3. 3. The module of claim l wherein the means for attaching the module to the wall penetrates the module from a side inter-mediate the hot and cold faces.
4. 4. The module of claim 3 wherein the means for attaching the module to the wall is a "T"' shaped anchor with the free end of the "T" being weldable to a furnace wall.
5. 5. The module of claim l including a base member having a pin joined thereto, which pin penetrates at least one layer of ceramic fiber and including means engaging the pin to lock the module to the base.
6. 6. The module of claim 5 wherein the pin penetrates through the outer surface of the shell and the lock means is secured to the head of the pin and positioned on the outermost surface of the shell to secure the shell and layer to the base.
7. 7. The module of claim 1 wherein the means for securing the shell and layer is adhesive.
8. 8. The module of claim 1 wherein the means for attaching the module to the wall is adhesive.
9. 9. The module of claim 5 wherein the means for attaching the module to the wall are channel-shaped retainers fastened to the wall and provided with channels into which the ends of the base members are releasably positioned.
10. 10. The module of claim 5 wherein the outermost tip of said pin is recessed from the outer shell so as to prevent its damage from the heat of the furnace.
11. 11. A furnace wall characterized by side by side rows of the modules of claim 1 positioned on the interior wall of a furnace in adjacent position.
12. 12. The wall of claim 11 wherein a thin layer of refractory mortar is positioned between the modules.
13. 13. The wall of claim 11 wherein the means for attaching the modules to the walls comprise "T" shaped members secured to the furnace wall and penetrating the side walls of adjacent modules intermediate the hot face and cold face.
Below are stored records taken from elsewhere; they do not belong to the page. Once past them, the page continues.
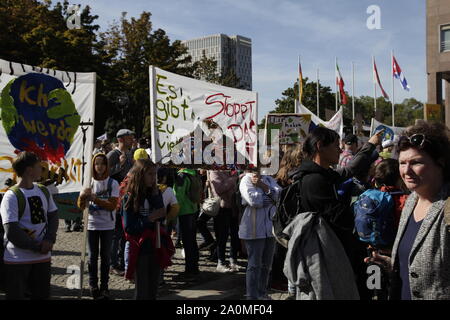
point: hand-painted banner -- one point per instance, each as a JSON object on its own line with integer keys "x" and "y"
{"x": 50, "y": 113}
{"x": 390, "y": 133}
{"x": 186, "y": 109}
{"x": 292, "y": 127}
{"x": 336, "y": 123}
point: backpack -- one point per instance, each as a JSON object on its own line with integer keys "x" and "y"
{"x": 194, "y": 193}
{"x": 108, "y": 191}
{"x": 374, "y": 217}
{"x": 21, "y": 198}
{"x": 238, "y": 207}
{"x": 288, "y": 207}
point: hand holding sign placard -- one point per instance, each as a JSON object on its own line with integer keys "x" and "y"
{"x": 182, "y": 110}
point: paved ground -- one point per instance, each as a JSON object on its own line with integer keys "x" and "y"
{"x": 209, "y": 286}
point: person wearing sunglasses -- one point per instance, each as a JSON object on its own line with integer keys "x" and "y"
{"x": 420, "y": 261}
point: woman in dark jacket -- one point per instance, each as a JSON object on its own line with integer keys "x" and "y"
{"x": 420, "y": 262}
{"x": 320, "y": 185}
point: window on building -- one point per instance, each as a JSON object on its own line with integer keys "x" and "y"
{"x": 445, "y": 38}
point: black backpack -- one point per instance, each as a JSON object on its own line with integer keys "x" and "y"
{"x": 288, "y": 207}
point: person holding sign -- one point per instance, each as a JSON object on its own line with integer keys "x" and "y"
{"x": 102, "y": 198}
{"x": 30, "y": 220}
{"x": 120, "y": 161}
{"x": 142, "y": 209}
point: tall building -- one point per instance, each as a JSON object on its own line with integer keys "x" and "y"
{"x": 438, "y": 53}
{"x": 233, "y": 52}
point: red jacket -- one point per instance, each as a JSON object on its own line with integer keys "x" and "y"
{"x": 163, "y": 254}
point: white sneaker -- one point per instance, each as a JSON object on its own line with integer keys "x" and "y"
{"x": 234, "y": 267}
{"x": 223, "y": 268}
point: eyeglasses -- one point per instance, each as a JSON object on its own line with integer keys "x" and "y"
{"x": 416, "y": 140}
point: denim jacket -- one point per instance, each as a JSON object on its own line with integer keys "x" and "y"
{"x": 260, "y": 208}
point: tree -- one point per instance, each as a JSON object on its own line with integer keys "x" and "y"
{"x": 206, "y": 69}
{"x": 286, "y": 103}
{"x": 136, "y": 48}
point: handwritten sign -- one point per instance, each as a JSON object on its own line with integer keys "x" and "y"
{"x": 50, "y": 113}
{"x": 186, "y": 112}
{"x": 336, "y": 123}
{"x": 292, "y": 127}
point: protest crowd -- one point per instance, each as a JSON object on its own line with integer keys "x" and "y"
{"x": 334, "y": 208}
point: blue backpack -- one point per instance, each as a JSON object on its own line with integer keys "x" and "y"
{"x": 374, "y": 217}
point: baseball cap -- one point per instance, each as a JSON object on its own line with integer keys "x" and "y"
{"x": 124, "y": 132}
{"x": 140, "y": 154}
{"x": 350, "y": 139}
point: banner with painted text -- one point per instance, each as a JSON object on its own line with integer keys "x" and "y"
{"x": 292, "y": 127}
{"x": 390, "y": 134}
{"x": 336, "y": 123}
{"x": 199, "y": 124}
{"x": 51, "y": 113}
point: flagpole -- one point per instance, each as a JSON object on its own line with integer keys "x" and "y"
{"x": 393, "y": 100}
{"x": 353, "y": 96}
{"x": 374, "y": 88}
{"x": 335, "y": 76}
{"x": 300, "y": 82}
{"x": 318, "y": 89}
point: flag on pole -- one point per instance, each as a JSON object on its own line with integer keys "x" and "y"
{"x": 397, "y": 72}
{"x": 103, "y": 137}
{"x": 376, "y": 79}
{"x": 300, "y": 81}
{"x": 340, "y": 83}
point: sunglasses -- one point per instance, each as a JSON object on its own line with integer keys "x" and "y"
{"x": 416, "y": 140}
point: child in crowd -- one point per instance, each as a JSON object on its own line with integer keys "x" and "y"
{"x": 142, "y": 209}
{"x": 102, "y": 198}
{"x": 30, "y": 220}
{"x": 259, "y": 194}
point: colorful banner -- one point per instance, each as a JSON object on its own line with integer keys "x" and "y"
{"x": 292, "y": 127}
{"x": 186, "y": 113}
{"x": 50, "y": 113}
{"x": 336, "y": 123}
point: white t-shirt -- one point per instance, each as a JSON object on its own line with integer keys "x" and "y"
{"x": 169, "y": 197}
{"x": 33, "y": 221}
{"x": 99, "y": 218}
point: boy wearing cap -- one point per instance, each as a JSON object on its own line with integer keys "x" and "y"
{"x": 120, "y": 161}
{"x": 350, "y": 149}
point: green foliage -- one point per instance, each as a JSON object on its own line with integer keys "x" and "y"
{"x": 405, "y": 113}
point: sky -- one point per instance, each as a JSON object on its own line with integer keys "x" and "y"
{"x": 317, "y": 30}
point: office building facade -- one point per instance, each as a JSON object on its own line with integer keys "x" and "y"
{"x": 233, "y": 52}
{"x": 438, "y": 54}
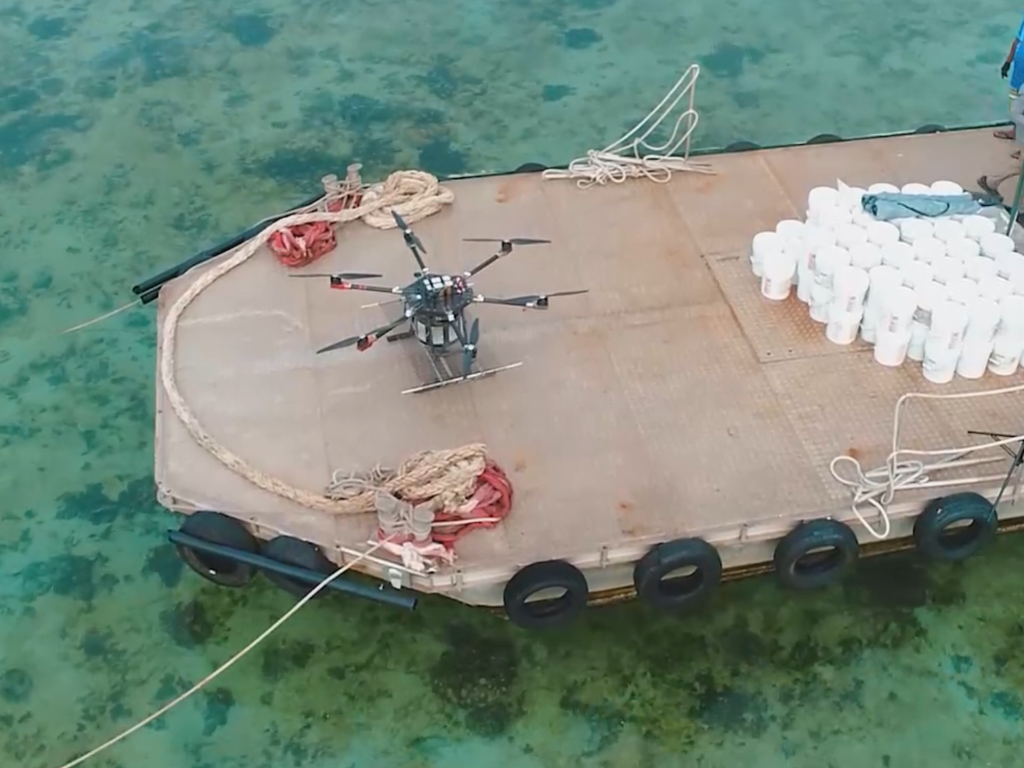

14. 14. A refractory module assembly for lining an interior wall of a furnace characterized by:
    (a) ceramic fiber shells formed into open sided cubes having the open sides disposed adjacent to a wall of the furnace, (b) a plurality of ceramic fiber interior layers positioned within said shells, said layers dis-posed in planes parallel to the wall of the furnace, (c) bases for said modules, said bases being joined to said shells to form the 6th side of the cubes; and (d) "T" shaped refractory anchors, each having one end joined to the furnace wall, said anchors extending into the side walls of adjacent ceramic fiber cubes to anchor the cubes to the furnace wall in side-by-side fixed position.
15. 15. The module assembly of claim 14 wherein the ceramic fiber layers positioned adjacent to the hot faces of the modules are more refractory than the layers positioned adjacent to the furnace wall.